Priscilla Lam
Ravenswood School for Girls
SIGNAL LOST
Printmaking
Monotype print on paper, phone cases
As a teenager I see how constant screen use among adolescents fragments reality, so my intention in Signal Lost was to parallel the emotional impact of contemporary isolation through digital addiction with the disorientation of early Australian settlers. In my body of work I combined etched laser-cut phone cases - representing dependence - with monotype printmaking, fragmented compositions and reversed prints of blurred child figures and moody bushland to convey vulnerability and loss. My work recontextualises national imagery to critique modern disconnection, encouraging the audience to reflect on our digital habits and to reconnect with nature.

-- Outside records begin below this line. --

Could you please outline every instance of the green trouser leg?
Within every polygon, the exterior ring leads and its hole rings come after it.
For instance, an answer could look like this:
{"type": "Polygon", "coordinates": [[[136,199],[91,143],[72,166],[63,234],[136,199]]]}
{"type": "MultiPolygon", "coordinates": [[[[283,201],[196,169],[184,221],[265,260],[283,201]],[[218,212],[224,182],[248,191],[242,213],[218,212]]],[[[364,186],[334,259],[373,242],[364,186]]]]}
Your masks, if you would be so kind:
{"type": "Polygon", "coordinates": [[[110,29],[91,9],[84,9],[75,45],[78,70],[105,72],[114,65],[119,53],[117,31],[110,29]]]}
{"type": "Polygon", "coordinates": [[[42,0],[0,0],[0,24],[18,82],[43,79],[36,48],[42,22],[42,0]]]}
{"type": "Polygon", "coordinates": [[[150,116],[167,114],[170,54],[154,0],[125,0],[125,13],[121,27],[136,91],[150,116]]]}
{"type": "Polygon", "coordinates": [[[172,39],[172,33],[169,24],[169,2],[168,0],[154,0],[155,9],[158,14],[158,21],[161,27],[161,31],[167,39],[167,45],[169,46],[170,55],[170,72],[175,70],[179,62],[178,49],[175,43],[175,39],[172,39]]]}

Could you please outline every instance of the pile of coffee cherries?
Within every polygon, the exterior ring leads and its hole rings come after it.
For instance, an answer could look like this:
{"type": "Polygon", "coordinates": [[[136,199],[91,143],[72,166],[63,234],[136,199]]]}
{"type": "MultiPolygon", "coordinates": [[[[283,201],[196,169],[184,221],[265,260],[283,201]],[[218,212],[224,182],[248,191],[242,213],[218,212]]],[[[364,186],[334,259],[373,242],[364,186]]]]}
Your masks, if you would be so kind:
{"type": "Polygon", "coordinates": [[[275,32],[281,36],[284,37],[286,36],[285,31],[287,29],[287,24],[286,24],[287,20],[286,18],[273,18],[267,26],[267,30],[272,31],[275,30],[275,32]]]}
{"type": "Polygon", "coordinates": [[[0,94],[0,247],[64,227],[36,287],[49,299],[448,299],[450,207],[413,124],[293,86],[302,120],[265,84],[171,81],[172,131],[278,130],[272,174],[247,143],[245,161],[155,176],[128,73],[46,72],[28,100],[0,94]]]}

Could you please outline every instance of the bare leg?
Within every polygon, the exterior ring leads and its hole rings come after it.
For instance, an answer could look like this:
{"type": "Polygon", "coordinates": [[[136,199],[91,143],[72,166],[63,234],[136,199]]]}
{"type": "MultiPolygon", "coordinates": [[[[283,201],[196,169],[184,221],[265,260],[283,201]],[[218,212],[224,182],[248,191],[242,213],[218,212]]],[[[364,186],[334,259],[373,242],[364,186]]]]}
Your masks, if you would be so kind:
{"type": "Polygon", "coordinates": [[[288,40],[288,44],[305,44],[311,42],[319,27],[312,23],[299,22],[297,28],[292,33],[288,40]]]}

My artmaking practice has been influenced by the study and interpretation of the following artists: Fredrick McCubbin, The Lost Child; Lloyd Rees, Spring at Lane Cove, Aden; Arthur Streeton, Butterflies and Blossoms, Windy and Wet, Evening Game, Still glides the stream, and shall for ever glide; Tom Roberts, Fog, Thames Embankment, Evening Train to Hawthorn; Charles Conder, Dandenongs from Heidelberg; Claude Monet, Impression, Sunrise; JMW Turner, Moonlight on Lake Lucerne with the Rigi in the Distance; Pablo Picasso; Philip Wolfhagen, A Painter's Landscape X; HEGO, Zeitgeist; Natalie Anderson, Antipodean Winter; Richard Claremont; Julian Meagher.
Marker's Commentary
Signal Lost is a sophisticated and atmospherically evocative work that presents a nuanced commentary on the insidious presence of technology within the contemporary world. Through the sensitive incorporation of textures drawn from the Australian landscape and the deliberate use of phone-cover shapes to frame the images a visually refined exploration of connection, isolation, and displacement is created. The restrained and subtle colour palette unifies the composition, creating a moody and contemplative visual language that reinforces the emotional resonance of the work.
Fragmented placement of the landscapes and figurative elements contained within the phone covers acts a compositional device, generating a palpable sense of disconnection despite their formal cohesion through colour and texture. This tension between unity and separation effectively mirrors the paradox of contemporary digital experience, where technological devices simultaneously connect and isolate individuals.
The repeated phone-cover forms operate both as structural framing devices and symbolic interruptions within the landscape, suggesting the pervasive intrusion of technology into personal, social, and environmental spaces. An expert understanding of composition is evident in the considered arrangement of forms across the picture plane. The subtle transitions between textured surfaces, figures, and spatial divisions guide the audience through the work while sustaining an atmosphere of ambiguity and quiet unease. The refined material practice and restrained aesthetic sensibility allow the conceptual concerns of the work to emerge for the viewer encourages sustained audience reflection and interpretation.